With Kuznetsov and goaltender Braden Holtby leading the way, the Washington Capitals are on the verge of capturing the first title in their 43rd season after routing the Vegas Golden Knights 6-2 on Monday night to take a commanding 3-1 series lead.
Alex Ovechkin and the Capitals will get their first chance to hoist the Cup in Game 5 on Thursday night in Las Vegas.
One more win.
“I’ve never been there,” Kuznetsov said after just the fourth four-assist game in Cup Final history. “And I don’t really care about that yet, so it’s kind of easy for me. You know me, I always stay loose a little bit especially off the games. I’m pretty sure when game gonna come, we’re gonna a little bit think about it. It’s pretty hard to not think about that.”
T.J. Oshie, Tom Wilson and Devante Smith-Pelly all scored in the first period to get the Capitals rolling against a determined Vegas team that has not found consistent answers against Holtby, who stopped 28 shots in another strong showing.
John Carlson, Michal Kempny and Brett Connolly also scored as thunderous chants of “We want the Cup! We want the Cup!” rang out from the crowd. No team since the Detroit Red Wings in 1942 has blown a 3-1 lead in the Cup Final.
‘We’ll be focused at the start’
“It can be easy in a game where you can clinch to get a little bit ahead of ourselves,” Oshie said. “But we’ve got a good group of leaders in the room … and we’ll be focused at the start.”
The Capitals seem to be getting enough bounces to make up for nine previous first- or second-round playoff exits in the Ovechkin and Nicklas Backstrom era — and plenty of disappointments in the previous decades, too.
While Vegas rang several shots off the posts, the Capitals seized just about every opportunity as they have throughout this surprising run.

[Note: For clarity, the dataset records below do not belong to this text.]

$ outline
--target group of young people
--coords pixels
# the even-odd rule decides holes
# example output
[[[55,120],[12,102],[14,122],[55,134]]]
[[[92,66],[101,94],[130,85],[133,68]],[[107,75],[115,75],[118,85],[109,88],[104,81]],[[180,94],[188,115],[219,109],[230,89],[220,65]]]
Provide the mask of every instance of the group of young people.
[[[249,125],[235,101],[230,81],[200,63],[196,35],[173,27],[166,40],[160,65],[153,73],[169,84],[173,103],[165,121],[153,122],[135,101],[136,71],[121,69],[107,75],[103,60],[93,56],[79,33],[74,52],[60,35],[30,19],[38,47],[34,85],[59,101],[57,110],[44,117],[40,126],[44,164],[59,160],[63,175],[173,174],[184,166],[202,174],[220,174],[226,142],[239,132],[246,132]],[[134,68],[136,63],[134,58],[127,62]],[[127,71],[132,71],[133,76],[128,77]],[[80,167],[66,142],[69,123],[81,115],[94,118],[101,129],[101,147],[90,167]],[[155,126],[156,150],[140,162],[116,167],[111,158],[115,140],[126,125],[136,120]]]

Kuznetsov padded his lead as the playoffs’ leading scorer with primary assists on Oshie’s power-play goal that made it 1-0 and Wilson’s that doubled the lead.

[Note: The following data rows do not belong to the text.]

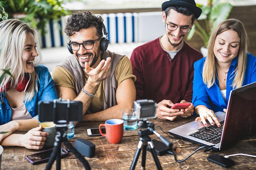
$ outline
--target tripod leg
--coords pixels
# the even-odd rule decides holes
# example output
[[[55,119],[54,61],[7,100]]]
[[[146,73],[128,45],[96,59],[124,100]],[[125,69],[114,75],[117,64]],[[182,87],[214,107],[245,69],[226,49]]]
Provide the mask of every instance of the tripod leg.
[[[56,170],[61,170],[61,145],[58,146],[56,156]]]
[[[131,167],[130,168],[130,170],[134,170],[135,168],[136,164],[137,164],[137,161],[138,161],[139,156],[140,156],[140,151],[141,151],[142,146],[142,145],[143,144],[143,142],[142,142],[142,141],[141,140],[139,142],[137,150],[136,150],[136,152],[135,153],[134,158],[133,158],[133,162],[131,163]]]
[[[141,156],[141,170],[146,169],[146,155],[147,153],[146,143],[143,143],[142,144],[142,153]]]
[[[152,153],[152,156],[154,158],[154,161],[155,161],[155,164],[157,165],[157,169],[158,170],[162,170],[163,169],[162,168],[162,167],[161,167],[161,164],[160,164],[159,160],[158,159],[158,158],[157,158],[157,154],[155,153],[155,151],[154,149],[154,145],[153,144],[152,142],[151,141],[149,141],[148,142],[148,146],[149,147],[149,148],[150,148],[150,151],[151,151],[151,153]]]
[[[75,155],[76,158],[78,158],[79,160],[83,164],[84,168],[86,170],[91,170],[91,167],[89,165],[89,163],[84,157],[76,150],[76,149],[72,146],[71,144],[67,140],[67,138],[65,139],[64,144],[67,146],[69,150]]]
[[[51,154],[50,158],[48,161],[48,164],[47,164],[46,167],[45,168],[46,170],[50,170],[51,169],[52,166],[52,164],[53,163],[54,161],[55,161],[56,158],[57,154],[59,151],[58,150],[59,146],[60,146],[61,145],[60,136],[60,133],[57,134],[55,136],[55,141],[54,142],[54,147],[53,147],[53,149],[52,150],[52,152]]]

“He just tells me to put my stick on the ice and he’ll hit it,” Wilson said of Kuznetsov. “It’s a privilege to play with him. He’s one of the best at his craft.”

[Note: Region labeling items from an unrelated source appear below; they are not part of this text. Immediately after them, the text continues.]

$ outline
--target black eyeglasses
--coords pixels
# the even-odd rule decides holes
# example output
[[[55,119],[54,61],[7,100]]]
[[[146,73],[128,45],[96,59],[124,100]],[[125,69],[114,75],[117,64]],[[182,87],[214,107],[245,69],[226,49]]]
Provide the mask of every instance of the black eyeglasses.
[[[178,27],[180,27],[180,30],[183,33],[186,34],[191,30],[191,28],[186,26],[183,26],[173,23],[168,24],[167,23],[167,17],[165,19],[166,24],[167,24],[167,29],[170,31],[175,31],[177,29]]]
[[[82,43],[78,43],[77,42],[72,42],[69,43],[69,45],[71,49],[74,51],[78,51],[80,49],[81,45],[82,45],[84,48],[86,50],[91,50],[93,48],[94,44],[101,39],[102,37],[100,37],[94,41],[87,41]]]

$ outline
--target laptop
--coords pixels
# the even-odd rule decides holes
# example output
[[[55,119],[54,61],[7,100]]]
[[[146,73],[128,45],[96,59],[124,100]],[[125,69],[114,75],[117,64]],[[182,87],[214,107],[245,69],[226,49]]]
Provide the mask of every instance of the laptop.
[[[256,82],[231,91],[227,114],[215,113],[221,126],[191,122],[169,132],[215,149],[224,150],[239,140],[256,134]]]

Smith-Pelly, who scored the insurance goal to ice Game 3, kicked the puck from his left skate to his stick and roofed a shot on Marc-Andre Fleury with 20.5 seconds left in the first period. Fleury came into the final as the Conn Smythe front-runner for playoff MVP honours but looked human again by allowing six goals on 23 shots at a defence that has often left him vulnerable.
Fleury called the loss “frustrating and demoralizing.” Coach Gerard Gallant was quick to absolve his goaltender of blame.
‘Nothing he could do on them’
“At least five of the six goals were wide-open nets,” Gallant said. “Nothing he could do on them.”
Kuznetsov leads all playoff scorers with 31 points, Ovechkin is tied for the goal lead with 14 and Holtby showed again his ability to alter the course of a game. Holtby got some good fortune from the post on shots by Alex Tuch, Neal and Brayden McNabb, but he also had not allowed a goal in more than 62 minutes stretching back to Game 3.
“We obviously got some breaks at the start of the game,” Holtby said.
Somehow, the Capitals have turned around their results at home, winning their past three in Washington after losing five of their first eight. This one got chippy at the end when Oshie broke Vegas defenceman Colin Miller’s nose on a hit and was given a game-ending 10-minute misconduct along with Golden Knights forwards Deryk Engelland and Ryan Reaves.
“It is not ideal, but it is the Stanley Cup finals and everyone wants to win,” Backstrom said.
Pierre-Edouard Bellemare said he and his Vegas teammates can’t win three games in one night, so they have no choice but to focus on the next opportunity to stave off elimination.
Coach Barry Trotz wants his players to relax and not think too much about the chance in front of them.
“You have the opportunity to do something special as a group, but it’s going to be the hardest thing to do, the hardest game to win because there’s a very good team on the other side, a very proud team,” Trotz said. “They’re great in their building. We’re not scared of their building. We’ve proved it that we’re very good on the road and we’re going to go there and put our best effort in there.”